Question

According to​ research, holiday shoppers spent an average of

​$366

over a holiday weekend in 2008. The accompanying data show the amount spent by a random sample of holiday shoppers during the same weekend in 2009. Complete parts a and b below.

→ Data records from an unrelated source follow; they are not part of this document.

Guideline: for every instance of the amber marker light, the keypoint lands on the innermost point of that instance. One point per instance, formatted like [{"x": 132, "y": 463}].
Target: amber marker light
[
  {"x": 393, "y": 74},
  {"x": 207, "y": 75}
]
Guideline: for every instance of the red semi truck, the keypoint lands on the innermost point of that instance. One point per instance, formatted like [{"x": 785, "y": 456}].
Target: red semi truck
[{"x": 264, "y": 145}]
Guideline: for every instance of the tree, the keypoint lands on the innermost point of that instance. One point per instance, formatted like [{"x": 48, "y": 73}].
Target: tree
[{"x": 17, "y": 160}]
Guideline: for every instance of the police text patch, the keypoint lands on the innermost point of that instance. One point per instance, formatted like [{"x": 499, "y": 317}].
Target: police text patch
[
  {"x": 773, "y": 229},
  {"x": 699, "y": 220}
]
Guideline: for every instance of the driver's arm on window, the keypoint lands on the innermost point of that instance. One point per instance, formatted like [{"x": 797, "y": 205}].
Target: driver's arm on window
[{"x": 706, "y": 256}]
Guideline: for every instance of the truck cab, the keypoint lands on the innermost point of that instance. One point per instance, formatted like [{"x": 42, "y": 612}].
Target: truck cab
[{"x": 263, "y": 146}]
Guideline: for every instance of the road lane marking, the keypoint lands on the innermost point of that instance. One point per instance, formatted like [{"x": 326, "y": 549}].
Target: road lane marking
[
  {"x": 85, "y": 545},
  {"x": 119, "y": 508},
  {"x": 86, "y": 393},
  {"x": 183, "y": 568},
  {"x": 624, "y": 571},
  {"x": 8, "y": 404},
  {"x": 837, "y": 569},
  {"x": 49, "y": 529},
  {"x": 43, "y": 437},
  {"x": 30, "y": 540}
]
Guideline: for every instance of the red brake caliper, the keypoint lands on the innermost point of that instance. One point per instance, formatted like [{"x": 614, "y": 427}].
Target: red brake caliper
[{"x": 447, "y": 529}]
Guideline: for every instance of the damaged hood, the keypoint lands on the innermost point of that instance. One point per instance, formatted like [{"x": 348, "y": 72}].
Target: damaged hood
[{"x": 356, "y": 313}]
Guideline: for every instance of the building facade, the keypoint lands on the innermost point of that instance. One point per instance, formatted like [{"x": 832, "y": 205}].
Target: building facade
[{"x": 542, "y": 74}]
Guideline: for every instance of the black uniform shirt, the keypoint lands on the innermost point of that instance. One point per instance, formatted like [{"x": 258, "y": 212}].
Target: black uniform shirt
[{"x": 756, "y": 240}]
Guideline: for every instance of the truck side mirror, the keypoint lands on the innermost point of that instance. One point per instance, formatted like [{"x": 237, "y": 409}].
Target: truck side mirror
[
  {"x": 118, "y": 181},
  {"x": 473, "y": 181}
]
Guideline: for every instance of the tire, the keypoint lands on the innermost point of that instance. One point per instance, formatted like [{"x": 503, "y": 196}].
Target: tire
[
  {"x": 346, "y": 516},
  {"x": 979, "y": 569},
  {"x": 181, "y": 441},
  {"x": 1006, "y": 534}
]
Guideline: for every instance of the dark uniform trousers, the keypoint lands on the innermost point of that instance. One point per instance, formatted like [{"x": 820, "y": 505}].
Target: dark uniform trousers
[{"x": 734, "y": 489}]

$421	​$278	​$376	​$232	​$221	​$219
​$358	​$433	​$388	​$391	​$328	​$65
​$414	​$434	​$376	​$270

critical values?

Test statistic?

What is the conclusion?

P-value?

Answer 1

Answer: According to​ research, holiday shoppers spent an average of ​$366 over a holiday weekend in 2008. The accompanying data show the amount spent by a random sample of holiday shoppers during the same weekend in 2009.

Solution:

The hypothesis test:

Null hypothesis, Ho: μ ≥ 366

Alternative hypothesis, Ha: μ < 366

Mean, x̄ = Σx/n

Mean, x̄ = 5204/16

Mean, x̄ = 325.25

S.D, s = √Σ(xi - x̄)^2/n-1

s = √Σ(xi - 325.25)^2/16-1

s = √158841/15

S.D, s= 102.9048

Test statistic t:

t = x̄ - μ / s / √n

t = 325.25 - 366 / 102.9048 / √16

Test statistic t = - 1.5839

t critical :

Assuming significance level α = 0.05

df = n-1 = 16 - 1 = 15

t critical = t(α,df) = t(0.05,15)

t critical = 1.7530

Conclusion:

Since, test statistic t (-1.584) > t critical (-1.753)

Do not reject the null hypothesis Ho.

There is insufficient evidence to conclude that holdiay shoppers spent, an average amount spent by a random sample of holiday shoppers during the same weekend in 2009.

P-value:

P-value from test statistic and df at α = 0.05 significance level:

P-value = 0.067023

Since, P-value (0.067) > α (0.05) significance level.

Do not reject the null hypothesis Ho.